Una buena mujer es un tesoro, y cuando digo buena me refiero a un ser humano amable, cariñoso, atento, tolerante, que te escucha, que te dice las cosas que siente sin miedo, que te expresa su amor y te respeta, que desea tu felicidad. Así que sí, perderla es algo grave porque ella puede ser lo mejor que te pase en la vida. Y si te equivocas y la alejas terminarás muy arrepentido de varias cosas.

Para empezar, te arrepentirás con todas tus fuerzas de haberla dado por sentado, de haberte confiado que no necesitabas trabajar en la relación porque ella ya estaba atada a ti. Así no funciona el amor y esa indiferencia te hace perderla, y desde el momento en que cruce la puerta para no volver jamás sentirás que falta una parte de ti y te dolerá. Además, te arrepentirás con mucho dolor de haber descuidado sus intereses mutuos por tanto tiempo.

Pensaste que la relación ya estaba consolidada y te olvidaste de velar por sus sentimientos y deseos. Solo te quedaste dormido en los laureles, te confiaste, y ahora sales perdiendo muchísimo. Y lo peor es que no se vale un perdón después de tanta espera. Te arrepentirás de no quererla como ella merecía, de ofrecerle palabras hermosas y promesas reales, de enamorarla e ilusionarla y luego no cumplir nada.

Sentirás muchísimo no haberla convertido en tu prioridad, sino que todo lo que tuviera que ver con ella lo fuiste dejando atrás hasta que ya ni recordaras nada. Ella que tanto te admiraba, que tan duro se esforzaba en proveerte de felicidad. Seguía soñando esperanzada en que un día la valorarías como lo merecía, pero ese día nunca llegó. Te arrepentirás de no haberla respetado, de no haber sido honesto sobre ti mismo tantas veces. De pensar primero en ti y luego, quizá, en ella.

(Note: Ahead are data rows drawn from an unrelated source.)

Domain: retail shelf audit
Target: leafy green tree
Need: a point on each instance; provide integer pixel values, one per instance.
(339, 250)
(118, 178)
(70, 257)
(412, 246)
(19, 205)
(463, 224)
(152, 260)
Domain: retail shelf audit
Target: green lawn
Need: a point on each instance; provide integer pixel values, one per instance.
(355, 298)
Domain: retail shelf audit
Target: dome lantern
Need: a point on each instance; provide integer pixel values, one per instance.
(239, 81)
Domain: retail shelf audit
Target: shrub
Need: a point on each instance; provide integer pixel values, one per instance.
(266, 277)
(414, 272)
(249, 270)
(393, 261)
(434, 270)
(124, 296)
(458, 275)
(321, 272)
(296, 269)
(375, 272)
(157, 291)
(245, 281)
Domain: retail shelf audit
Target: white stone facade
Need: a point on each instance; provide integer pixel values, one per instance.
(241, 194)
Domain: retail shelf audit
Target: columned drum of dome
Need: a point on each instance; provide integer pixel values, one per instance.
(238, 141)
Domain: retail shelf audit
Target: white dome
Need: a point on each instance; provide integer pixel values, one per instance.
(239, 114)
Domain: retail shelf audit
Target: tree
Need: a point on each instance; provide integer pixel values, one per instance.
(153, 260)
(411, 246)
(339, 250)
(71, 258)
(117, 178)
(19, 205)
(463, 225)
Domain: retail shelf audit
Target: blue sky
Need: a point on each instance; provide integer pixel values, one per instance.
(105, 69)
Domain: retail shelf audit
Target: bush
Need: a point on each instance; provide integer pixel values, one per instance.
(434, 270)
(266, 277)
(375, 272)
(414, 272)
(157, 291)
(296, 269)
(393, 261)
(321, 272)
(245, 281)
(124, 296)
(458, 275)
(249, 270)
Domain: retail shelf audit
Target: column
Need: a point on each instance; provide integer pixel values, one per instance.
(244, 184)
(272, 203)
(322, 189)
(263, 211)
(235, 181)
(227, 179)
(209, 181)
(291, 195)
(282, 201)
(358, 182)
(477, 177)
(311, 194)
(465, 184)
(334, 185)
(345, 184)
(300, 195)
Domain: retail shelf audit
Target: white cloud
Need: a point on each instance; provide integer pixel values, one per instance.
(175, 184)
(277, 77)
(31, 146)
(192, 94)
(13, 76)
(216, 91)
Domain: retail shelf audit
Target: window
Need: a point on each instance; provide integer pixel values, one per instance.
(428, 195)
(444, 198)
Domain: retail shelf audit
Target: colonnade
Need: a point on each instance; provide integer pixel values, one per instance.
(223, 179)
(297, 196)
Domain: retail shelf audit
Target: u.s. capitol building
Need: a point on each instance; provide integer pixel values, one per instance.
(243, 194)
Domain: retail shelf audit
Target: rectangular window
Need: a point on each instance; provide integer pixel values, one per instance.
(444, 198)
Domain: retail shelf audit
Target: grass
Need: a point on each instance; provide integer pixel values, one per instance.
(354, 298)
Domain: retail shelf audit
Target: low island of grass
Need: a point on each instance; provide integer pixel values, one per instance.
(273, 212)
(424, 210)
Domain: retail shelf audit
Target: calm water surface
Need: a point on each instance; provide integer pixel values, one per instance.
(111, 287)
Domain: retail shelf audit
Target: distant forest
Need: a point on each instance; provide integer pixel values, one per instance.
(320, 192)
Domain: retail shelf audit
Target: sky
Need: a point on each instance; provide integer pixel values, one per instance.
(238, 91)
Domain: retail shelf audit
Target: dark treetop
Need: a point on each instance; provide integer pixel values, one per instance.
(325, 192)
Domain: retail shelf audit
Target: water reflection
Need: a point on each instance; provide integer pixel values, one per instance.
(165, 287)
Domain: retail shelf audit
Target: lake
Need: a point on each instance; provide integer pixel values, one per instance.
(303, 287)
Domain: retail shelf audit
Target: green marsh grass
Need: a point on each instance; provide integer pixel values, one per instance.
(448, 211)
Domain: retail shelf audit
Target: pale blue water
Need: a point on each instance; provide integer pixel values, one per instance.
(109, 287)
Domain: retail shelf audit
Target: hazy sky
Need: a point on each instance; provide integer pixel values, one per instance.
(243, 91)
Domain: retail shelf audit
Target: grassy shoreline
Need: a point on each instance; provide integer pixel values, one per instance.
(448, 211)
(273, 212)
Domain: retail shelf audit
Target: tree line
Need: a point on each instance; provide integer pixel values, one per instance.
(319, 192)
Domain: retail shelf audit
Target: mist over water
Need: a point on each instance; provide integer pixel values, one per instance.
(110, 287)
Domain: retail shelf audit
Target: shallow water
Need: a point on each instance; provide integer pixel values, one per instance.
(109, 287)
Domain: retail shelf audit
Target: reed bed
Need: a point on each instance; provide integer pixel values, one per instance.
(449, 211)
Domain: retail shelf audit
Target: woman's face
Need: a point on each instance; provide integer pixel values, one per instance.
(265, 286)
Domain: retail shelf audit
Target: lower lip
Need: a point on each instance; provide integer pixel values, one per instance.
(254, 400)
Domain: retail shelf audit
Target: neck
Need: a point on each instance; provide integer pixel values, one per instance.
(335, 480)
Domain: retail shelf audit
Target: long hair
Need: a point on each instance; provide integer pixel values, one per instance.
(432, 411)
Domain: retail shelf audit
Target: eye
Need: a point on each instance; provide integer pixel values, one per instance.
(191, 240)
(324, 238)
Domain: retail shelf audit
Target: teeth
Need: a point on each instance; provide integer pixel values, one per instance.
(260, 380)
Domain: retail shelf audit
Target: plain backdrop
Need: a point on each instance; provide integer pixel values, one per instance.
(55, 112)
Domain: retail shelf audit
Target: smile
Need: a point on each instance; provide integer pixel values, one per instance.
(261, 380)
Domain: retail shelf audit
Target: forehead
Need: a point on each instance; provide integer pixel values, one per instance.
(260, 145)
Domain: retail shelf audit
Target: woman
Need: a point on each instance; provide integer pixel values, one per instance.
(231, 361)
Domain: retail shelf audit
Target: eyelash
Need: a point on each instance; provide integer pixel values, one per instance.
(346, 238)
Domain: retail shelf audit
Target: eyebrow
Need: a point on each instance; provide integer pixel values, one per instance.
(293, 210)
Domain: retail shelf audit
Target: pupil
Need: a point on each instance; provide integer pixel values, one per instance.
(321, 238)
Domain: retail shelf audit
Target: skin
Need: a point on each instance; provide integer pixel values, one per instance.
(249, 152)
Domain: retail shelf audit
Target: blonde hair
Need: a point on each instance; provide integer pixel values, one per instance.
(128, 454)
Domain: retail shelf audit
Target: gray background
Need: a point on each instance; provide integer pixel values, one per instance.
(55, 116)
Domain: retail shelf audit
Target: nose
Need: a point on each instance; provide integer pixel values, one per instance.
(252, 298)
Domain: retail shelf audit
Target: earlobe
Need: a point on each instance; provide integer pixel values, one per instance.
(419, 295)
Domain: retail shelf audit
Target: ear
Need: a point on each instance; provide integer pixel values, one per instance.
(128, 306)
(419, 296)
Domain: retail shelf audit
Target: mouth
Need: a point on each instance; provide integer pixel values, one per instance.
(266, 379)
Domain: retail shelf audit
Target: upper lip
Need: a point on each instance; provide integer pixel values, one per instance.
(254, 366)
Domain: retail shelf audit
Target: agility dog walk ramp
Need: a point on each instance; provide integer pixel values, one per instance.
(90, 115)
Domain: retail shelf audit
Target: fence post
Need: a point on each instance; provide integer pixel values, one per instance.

Ella se comprometió contigo y tú nunca respetaste eso, tus palabras de compromiso fueron una falsa. Te arrepentirás de no creer en ella, de dudar de su amor solo porque te pedía su atención y te exigía que trabajaras tu posición. Y peor, que en el momento que tomó la decisión de alejarse, en vez de ver el problema, la culpaste, y créeme que luego, te arrepentirás de haberla dejado ir, de no haber sido lo suficientemente maduro como para ver los errores que cometías, aceptarlos e intentar repararlos.

Cuando estés solo y veas que ninguna otra mujer te entiende o acepta tus defectos sentirás todo el peso de su pérdida. Y te arrepentirás, sí que te arrepentirás, de haber estado ciego, de no ver lo que quería y satisfacer sus necesidades, de pensar solo en lo que tú querías. Ella solo quería que le demostraras que la amabas, que estabas presente y constante, y ni siquiera eso pudiste darle. Te arrepentirás con todas tus fuerzas de haberla hecho llorar.

Esas lágrimas cargadas de decepción y tristeza acabaron con el amor que te tenía, la motivaron a decirte adiós. Y por ello ahora te arrepentirás como nunca de haberla tratado mal, de no haberla puesto en primer lugar y haber tenido una relación hermosa y saludable. En vez de eso, preferiste ser egoísta y pensar solo en ti.